Now that I work at a restaurant, I realize I do not necessarily have the natural endowment for that job, either. Restaurant people are a special kind of people—like showbiz people. My husband, who was a chef for most of his working life, tells me the best waitresses are strong ESFJs. (David is also a student of the Myers-Briggs personality test.)
I admire everything about ESFJs but am their opposite on every count: Introversion (versus Extroversion), Intuition (versus Sensing), Thinking (versus Feeling), Perceiving (versus Judging). If we could choose our personalities off the rack, I would choose the combination that enables food service people, actors, coaches, and others like them react and solve immediate problems. But God assigns gifts as seems best to Him (Ephesians 4:8; Acts 17:26), and it is folly to complain (Isaiah 29:16).
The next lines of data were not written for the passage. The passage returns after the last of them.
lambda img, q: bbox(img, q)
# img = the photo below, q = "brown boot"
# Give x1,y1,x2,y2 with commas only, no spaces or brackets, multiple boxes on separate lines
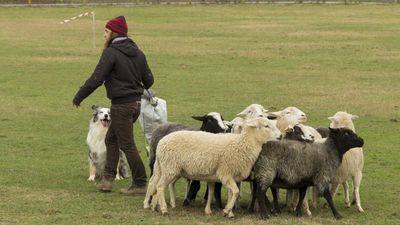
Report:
120,185,147,195
96,178,113,192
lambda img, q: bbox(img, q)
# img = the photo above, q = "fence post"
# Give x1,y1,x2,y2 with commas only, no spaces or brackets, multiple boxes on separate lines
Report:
28,0,32,6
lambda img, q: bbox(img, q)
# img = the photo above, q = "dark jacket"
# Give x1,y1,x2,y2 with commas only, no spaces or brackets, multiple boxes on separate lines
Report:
73,37,154,105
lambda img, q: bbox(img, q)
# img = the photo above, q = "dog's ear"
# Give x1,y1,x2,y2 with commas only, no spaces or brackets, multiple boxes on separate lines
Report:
92,105,99,122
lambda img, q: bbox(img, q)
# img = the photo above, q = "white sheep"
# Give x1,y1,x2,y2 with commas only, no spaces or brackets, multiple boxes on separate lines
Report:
236,103,269,119
313,111,364,212
143,117,281,218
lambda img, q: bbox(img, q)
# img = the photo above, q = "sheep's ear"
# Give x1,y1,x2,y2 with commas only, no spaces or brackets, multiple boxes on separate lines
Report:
92,105,99,110
284,125,294,133
246,119,258,128
236,109,248,117
328,116,337,122
328,127,338,134
224,121,234,127
267,111,281,119
351,114,359,120
192,116,205,122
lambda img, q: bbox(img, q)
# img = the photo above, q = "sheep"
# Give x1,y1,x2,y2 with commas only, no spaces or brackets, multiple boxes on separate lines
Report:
267,106,322,215
148,112,228,208
253,127,364,220
283,124,315,143
236,103,268,119
143,116,282,218
149,112,228,176
313,112,365,212
247,123,315,213
191,104,268,210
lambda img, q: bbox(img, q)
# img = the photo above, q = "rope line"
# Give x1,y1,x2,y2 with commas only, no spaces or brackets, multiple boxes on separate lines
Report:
60,12,94,24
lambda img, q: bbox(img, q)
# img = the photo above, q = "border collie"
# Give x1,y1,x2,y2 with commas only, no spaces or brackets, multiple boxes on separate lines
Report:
87,105,130,181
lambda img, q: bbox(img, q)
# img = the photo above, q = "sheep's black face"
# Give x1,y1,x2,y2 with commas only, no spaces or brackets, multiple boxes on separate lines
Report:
285,125,305,142
284,125,314,143
329,127,364,154
192,112,227,134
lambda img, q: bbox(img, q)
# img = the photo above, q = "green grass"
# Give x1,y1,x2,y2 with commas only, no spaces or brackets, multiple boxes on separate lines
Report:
0,4,400,225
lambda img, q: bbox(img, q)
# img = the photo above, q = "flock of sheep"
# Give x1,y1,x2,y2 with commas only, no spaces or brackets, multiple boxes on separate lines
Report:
142,104,365,220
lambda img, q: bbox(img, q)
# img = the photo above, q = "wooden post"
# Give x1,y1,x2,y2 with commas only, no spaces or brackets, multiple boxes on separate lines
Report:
28,0,32,6
92,12,96,48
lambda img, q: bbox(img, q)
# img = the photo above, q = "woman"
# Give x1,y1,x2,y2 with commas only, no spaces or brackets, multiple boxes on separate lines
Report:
73,16,154,195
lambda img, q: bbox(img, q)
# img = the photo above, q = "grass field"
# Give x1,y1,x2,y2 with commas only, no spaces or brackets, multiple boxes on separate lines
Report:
0,4,399,225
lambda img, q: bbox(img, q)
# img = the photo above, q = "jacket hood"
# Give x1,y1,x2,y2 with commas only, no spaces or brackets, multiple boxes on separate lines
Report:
110,37,138,57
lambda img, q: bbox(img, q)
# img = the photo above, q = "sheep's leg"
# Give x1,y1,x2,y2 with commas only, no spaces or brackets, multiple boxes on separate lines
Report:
156,174,177,216
353,172,364,212
144,164,161,209
312,187,320,208
168,178,179,208
343,181,351,208
234,182,241,209
256,183,271,219
271,187,281,214
330,179,340,198
248,180,258,212
285,190,291,209
184,180,200,206
323,189,343,220
286,190,296,212
214,182,223,209
295,187,307,217
205,182,215,215
302,188,312,216
151,193,159,211
222,178,239,218
182,179,192,207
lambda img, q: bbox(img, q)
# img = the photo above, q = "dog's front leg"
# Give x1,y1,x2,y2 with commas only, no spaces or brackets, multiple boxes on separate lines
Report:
88,158,96,181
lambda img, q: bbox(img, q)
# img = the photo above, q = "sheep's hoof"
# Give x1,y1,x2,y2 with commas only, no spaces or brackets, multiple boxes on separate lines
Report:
170,202,176,208
151,204,158,212
345,202,351,208
222,209,234,218
260,213,270,220
205,209,212,215
357,207,364,213
334,213,343,220
161,210,169,216
183,199,190,207
295,211,303,217
143,202,150,209
271,208,281,215
228,211,235,218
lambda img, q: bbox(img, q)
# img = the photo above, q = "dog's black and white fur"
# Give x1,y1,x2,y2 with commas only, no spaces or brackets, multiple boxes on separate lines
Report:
87,105,130,181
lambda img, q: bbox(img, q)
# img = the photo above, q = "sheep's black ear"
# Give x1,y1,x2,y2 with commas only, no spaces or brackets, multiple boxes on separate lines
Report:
328,127,338,134
192,116,205,122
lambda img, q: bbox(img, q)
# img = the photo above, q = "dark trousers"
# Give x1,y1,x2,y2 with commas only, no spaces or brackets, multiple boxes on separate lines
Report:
104,101,147,187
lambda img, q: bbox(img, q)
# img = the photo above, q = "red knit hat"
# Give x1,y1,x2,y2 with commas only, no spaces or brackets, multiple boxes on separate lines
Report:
106,16,128,35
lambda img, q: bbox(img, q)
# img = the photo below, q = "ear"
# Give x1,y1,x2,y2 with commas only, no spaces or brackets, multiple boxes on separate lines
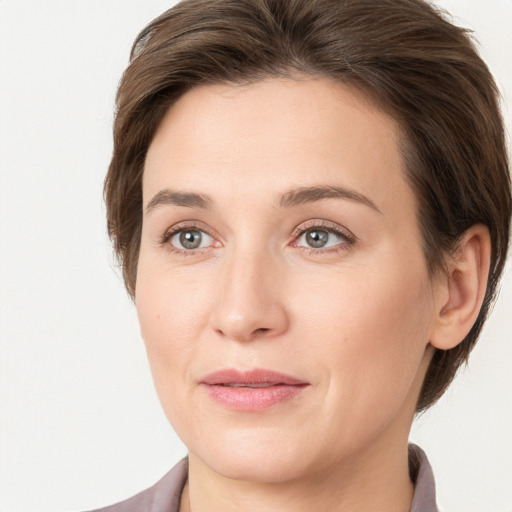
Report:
430,224,491,350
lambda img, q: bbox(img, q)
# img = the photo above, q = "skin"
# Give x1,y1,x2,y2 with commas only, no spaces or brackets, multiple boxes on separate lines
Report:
136,77,490,512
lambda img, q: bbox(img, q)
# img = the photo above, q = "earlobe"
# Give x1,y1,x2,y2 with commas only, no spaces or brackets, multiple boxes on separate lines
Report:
430,224,491,350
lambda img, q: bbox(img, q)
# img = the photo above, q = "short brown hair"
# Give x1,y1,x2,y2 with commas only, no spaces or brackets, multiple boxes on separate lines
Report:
105,0,511,411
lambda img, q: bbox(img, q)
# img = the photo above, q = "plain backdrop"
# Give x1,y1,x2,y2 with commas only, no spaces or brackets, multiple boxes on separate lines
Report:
0,1,511,511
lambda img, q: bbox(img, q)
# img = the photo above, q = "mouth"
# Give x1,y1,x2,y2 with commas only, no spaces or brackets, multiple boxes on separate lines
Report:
200,368,309,411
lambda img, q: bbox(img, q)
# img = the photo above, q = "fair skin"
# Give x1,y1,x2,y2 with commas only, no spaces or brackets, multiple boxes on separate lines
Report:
136,77,490,512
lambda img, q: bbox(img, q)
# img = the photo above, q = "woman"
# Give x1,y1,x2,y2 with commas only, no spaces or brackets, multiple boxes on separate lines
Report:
95,0,510,510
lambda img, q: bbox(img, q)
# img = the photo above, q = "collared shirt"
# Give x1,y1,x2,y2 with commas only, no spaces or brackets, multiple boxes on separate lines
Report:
89,444,438,512
409,444,439,512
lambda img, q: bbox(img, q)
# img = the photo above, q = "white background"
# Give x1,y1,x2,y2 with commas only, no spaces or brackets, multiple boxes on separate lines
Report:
0,1,510,511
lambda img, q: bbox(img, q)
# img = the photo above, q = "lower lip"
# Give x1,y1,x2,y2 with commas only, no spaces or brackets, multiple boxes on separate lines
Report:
202,384,308,411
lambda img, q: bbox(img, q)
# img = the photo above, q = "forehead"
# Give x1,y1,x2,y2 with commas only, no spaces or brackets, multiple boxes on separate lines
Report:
143,77,413,217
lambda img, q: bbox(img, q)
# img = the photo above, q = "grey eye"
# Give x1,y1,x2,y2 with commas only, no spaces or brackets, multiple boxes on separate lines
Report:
305,229,330,248
170,229,213,250
296,228,346,250
180,230,202,249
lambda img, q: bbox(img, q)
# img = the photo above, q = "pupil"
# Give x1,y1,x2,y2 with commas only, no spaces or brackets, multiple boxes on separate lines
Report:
180,230,202,249
306,230,328,248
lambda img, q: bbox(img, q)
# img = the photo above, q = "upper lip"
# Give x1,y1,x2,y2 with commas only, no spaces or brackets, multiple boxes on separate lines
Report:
201,368,309,386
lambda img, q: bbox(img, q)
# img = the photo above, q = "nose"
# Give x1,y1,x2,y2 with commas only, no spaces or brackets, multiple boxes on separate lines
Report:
210,248,289,342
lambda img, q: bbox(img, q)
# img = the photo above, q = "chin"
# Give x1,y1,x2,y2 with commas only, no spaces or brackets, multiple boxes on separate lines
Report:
187,427,317,483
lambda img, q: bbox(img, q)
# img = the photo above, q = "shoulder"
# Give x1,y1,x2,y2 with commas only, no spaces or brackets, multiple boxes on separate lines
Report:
85,458,188,512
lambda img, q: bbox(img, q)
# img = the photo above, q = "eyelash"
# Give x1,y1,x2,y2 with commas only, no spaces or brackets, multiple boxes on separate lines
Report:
158,221,217,256
290,220,356,255
158,220,356,256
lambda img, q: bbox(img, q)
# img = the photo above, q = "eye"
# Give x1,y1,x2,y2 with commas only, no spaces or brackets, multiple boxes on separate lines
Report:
297,229,343,249
169,229,214,251
292,221,356,253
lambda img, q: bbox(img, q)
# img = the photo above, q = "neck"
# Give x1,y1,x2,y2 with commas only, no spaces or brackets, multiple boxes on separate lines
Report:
180,434,414,512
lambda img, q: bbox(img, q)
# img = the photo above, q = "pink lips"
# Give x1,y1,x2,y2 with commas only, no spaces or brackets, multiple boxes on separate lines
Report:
201,369,309,411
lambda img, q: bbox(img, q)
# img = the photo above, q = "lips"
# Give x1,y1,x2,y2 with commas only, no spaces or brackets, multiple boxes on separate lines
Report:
201,369,309,411
202,368,307,386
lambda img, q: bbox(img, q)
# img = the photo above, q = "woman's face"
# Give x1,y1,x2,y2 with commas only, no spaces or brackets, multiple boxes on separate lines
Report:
137,77,440,482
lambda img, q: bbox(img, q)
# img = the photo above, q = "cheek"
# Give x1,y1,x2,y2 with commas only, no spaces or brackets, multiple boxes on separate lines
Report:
135,263,214,391
296,263,434,410
135,265,219,435
298,261,432,344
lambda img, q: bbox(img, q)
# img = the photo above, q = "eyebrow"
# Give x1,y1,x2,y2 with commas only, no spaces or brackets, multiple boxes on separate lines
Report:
145,184,381,214
280,185,381,213
146,189,213,213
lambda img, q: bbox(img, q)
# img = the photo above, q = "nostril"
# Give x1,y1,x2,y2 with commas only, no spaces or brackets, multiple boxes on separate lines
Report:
211,297,289,342
247,327,273,340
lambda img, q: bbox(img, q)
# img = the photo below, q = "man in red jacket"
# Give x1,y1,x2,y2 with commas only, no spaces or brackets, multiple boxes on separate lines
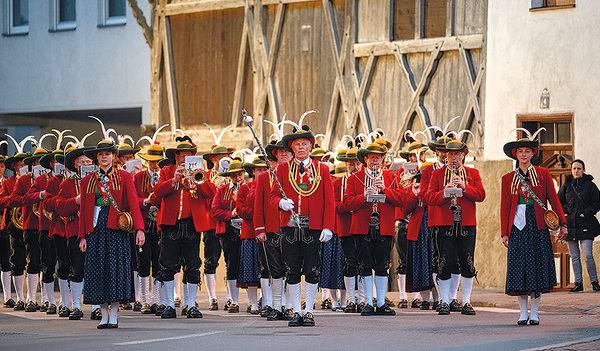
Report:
153,137,215,319
424,139,486,316
344,142,407,316
0,155,13,308
269,126,335,327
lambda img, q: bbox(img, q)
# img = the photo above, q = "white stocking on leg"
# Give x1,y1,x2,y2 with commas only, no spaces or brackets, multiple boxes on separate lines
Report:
450,274,460,301
344,277,356,304
247,287,258,310
58,279,69,308
134,271,141,303
1,271,12,302
226,280,239,305
26,273,39,303
357,276,366,304
438,279,451,305
260,278,273,308
44,282,55,304
374,276,388,308
362,276,374,307
99,303,109,325
397,274,407,301
204,274,217,301
13,275,25,302
431,273,440,302
460,276,473,305
188,283,198,309
305,283,319,314
140,276,149,305
271,278,283,311
530,293,541,321
517,295,529,321
109,302,119,325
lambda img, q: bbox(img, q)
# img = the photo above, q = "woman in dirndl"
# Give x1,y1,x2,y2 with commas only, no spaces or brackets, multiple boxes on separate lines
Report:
500,134,567,326
78,140,145,329
236,157,268,314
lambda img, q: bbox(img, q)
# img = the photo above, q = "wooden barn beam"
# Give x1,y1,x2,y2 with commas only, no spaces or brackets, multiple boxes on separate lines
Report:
458,43,485,137
354,34,483,57
349,53,377,134
149,0,164,127
128,0,153,47
231,15,250,127
165,0,316,15
162,16,180,129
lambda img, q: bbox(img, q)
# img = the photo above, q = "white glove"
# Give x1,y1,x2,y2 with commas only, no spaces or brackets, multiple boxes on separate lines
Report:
319,228,333,242
279,198,295,211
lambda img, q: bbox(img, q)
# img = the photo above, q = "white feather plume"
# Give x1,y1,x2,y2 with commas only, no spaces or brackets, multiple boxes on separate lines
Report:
137,124,169,146
298,110,316,127
88,116,115,142
5,134,36,154
204,124,234,146
52,129,71,150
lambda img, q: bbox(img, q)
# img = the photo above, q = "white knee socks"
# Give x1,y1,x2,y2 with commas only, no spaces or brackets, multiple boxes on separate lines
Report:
165,280,175,308
226,280,239,304
187,283,198,309
530,293,541,321
431,273,440,302
225,278,231,301
109,301,119,324
357,275,366,304
288,282,302,312
518,295,528,321
344,276,356,304
412,291,421,302
140,276,149,305
362,275,374,306
134,271,141,302
204,273,217,301
304,282,318,314
339,289,347,307
260,278,273,308
398,274,407,300
321,288,330,302
99,303,109,325
13,275,24,302
461,276,474,305
450,273,460,300
58,279,69,307
182,282,189,308
151,278,159,305
247,286,258,310
71,282,83,310
439,278,451,304
1,271,11,302
44,282,55,304
26,273,39,303
374,276,387,308
271,278,283,310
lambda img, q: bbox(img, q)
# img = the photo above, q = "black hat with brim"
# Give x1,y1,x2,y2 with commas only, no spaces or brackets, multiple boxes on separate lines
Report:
158,158,173,169
357,143,388,165
219,159,245,177
40,150,64,170
503,139,539,160
5,153,28,172
436,139,468,154
83,140,118,160
203,145,235,159
243,156,268,178
427,136,452,152
281,128,315,152
117,144,141,157
23,149,49,166
66,147,93,173
265,140,285,162
165,141,198,162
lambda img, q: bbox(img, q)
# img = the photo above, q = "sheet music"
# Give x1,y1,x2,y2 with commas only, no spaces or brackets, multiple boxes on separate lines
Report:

It’s possible that I should not have taken this restaurant job at all. (What a second-guessing, introspective INTP thing to say!) But lacking the raw materials that would make life with an apron and order pad easier, I try hard to compensate by excelling on some of the basics:
- Show up early.
- Leave cell phone in off position.
- Look for ways to help.
- Be friendly.
- Don’t ask for a drink.
- Go the extra mile.
- Be satisfied with my pay.
- Study the menu at home.
(Some of you reading this may have a field day with my psychological chart based on these disclosures. Knock yourself out.)
So far the basics seem to be working. I was apologetic about my first week of mess-ups. I felt guilty being paid for making mistakes. My boss was kind, and replied with words that gave me insight into why I’m still around. “It’s OK,” he said, “You’re a good person—and you live close by.”